男はひどく穏やかな顔で青年を見る。青年はそれに答える。少し表情が柔らかくなる、警戒は解かないが目元が緩んでいる。全部懐かしいだけではない過去に傷ついているのは多分青年のほう、思い出したくない八年は本当は全部忘れてしまいたいことを知っている。
中年男は懐かしがっているが、青年は思い出に引きずられて少し額に影がよぎる。白い肌をくすませるようなことはなるべくしたくない、今夜の興を冷ますのは主義ではない。もういいだろう、ジェラードで甘くなった口の中をカフェで温めて席を立つ。待ち構えていた店員がカップを片付ける。
「スクアーロ」
わざと名前を呼ぶ。所有しているのだ、という含みをこめて。
中年男はこちらに視線をよこす。目元がふっと細められる。年長者の眼差しはどこか懐かしいものを見るような瞳で、ああ、この男は青年の、あの八年の時間のどこかを共有しているのだ、ということが知れた。
青年は名前を呼ばれたことに驚いたようだ。人前で名前を呼ぶのはあまりいいことではない。知られることは不利になる夜の住民であるはずの青年の、しかしその名に中年男は嬉しそうに笑った。
懐から名刺を出して青年に渡し、にこにこ笑って握手する。青年は少しだけ緊張を緩めて、テーブルについていた手を離してこちらに走ってきた。

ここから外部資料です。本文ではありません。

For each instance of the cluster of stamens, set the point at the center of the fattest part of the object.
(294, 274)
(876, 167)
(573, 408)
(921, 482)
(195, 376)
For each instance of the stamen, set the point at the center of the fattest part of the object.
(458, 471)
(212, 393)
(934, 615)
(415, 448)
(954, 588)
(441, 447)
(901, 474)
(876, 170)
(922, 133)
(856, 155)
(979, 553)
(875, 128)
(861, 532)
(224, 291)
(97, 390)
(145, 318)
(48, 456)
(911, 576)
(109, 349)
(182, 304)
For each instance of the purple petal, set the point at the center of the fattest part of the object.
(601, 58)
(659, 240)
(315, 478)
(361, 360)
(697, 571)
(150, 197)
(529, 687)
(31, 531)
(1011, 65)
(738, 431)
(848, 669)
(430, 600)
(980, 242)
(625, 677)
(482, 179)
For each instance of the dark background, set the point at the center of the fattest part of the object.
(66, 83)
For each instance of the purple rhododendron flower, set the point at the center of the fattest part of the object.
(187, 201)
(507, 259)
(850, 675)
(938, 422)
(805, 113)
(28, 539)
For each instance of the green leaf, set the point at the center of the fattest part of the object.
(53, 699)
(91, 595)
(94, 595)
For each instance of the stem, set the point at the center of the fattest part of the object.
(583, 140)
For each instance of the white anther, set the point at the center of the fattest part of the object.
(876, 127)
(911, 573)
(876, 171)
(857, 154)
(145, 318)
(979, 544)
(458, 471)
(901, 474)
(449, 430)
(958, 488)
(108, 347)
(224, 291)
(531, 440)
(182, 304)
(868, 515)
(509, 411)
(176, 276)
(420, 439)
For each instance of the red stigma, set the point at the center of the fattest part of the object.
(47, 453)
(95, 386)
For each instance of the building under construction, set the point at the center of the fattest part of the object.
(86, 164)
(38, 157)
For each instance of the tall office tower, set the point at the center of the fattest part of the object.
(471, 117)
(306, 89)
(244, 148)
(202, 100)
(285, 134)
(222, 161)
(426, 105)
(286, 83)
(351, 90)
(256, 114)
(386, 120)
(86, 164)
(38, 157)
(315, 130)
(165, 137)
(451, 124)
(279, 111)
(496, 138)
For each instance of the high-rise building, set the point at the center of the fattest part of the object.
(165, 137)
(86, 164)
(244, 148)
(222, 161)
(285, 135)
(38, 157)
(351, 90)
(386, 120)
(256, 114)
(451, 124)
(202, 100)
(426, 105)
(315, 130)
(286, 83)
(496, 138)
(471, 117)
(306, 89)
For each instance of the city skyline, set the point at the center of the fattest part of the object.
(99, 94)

そんなに急がなくても置いていったりしない、そして怒ってるわけじゃない……そう思いながら悪い気はしない、男は青年を見送る中年の男に目をやる。少しだけ頭を下げられる。目で挨拶。世話になったな、というつもりで。やわらかくあたたかい視線が追いかけてくるのを感じて、男はどこかくすぐったい気がしていたが、青年は男の腕を掴んで雑踏に紛れ込んだ。
「早く行こう」
「怒ってねぇよ」
「…こんなところで呼ぶな」
「照れてるのか?」
「…ちがっ、………」
どうやら半分は合っていたようだ。
あの中年男との関係は二人だけになったときにゆっくり聞くことにして、今はつかまれた二の腕の感触に酔っていてもいいだろう、などと男は思っていた。少しだけ感じていた引け目はもうない。そんなものは持っていっても邪魔なだけだ、短いバカンスを楽しもう。





バスオイルがいい香りで、男は至極満足だ。
青年の体から漂う花の香りは、気持ちよく鼻腔を刺激して気分がよくなる。
首の後ろの髪を梳けば、汗と混じったその香りは春を思わせる懐かしさだ。
熟れてくる体は本当にいい具合で、数回兆した熱は存分に注ぎ込んだあと、汗が引くのももったいないほどだ。合わさった部分が離れるのが惜しい、このまま寝てもいいが抱き寄せるほうがずっと気持ちがいいことも知っている。青年に頭を抱え込まれるのは熟睡の入り口、汗を残した肌の香りは懐かしく、男にとっては子守唄より有効だ。
「もういいのかぁ…?」
「まだする気か?」
「無茶いうなぁ…動けなくなったら困るだろぉい…」
「そうだな…、おまえを引きずって帰るのは面倒だしな」
「おい…」
「まだ足りないか?」
「…いんや…?」
眠いのか、首筋に纏わり付く銀の髪に指を入れて頭を撫でれば、語尾が掠れて聞こえなくなる。満たされたふうで深く息を吐く青年との行為は、今日はやけに甘ったるかった。
男に自覚はあった、少し優しくしたかったのだ。
傷などないから気にするな、そういいながら治らない怪我を包帯でぐるぐる巻いているこの愛人の、その傷に触らないように肌を撫でたかったのだ。欲しがるだけやって、乞われるままに熱を重ねた。白い肌が色めき、ゆるみ、背中を抱き寄せ、足を掴んだ。腰を合わせると骨の形が噛みあって、互いに気持ちよく揺らすことができた。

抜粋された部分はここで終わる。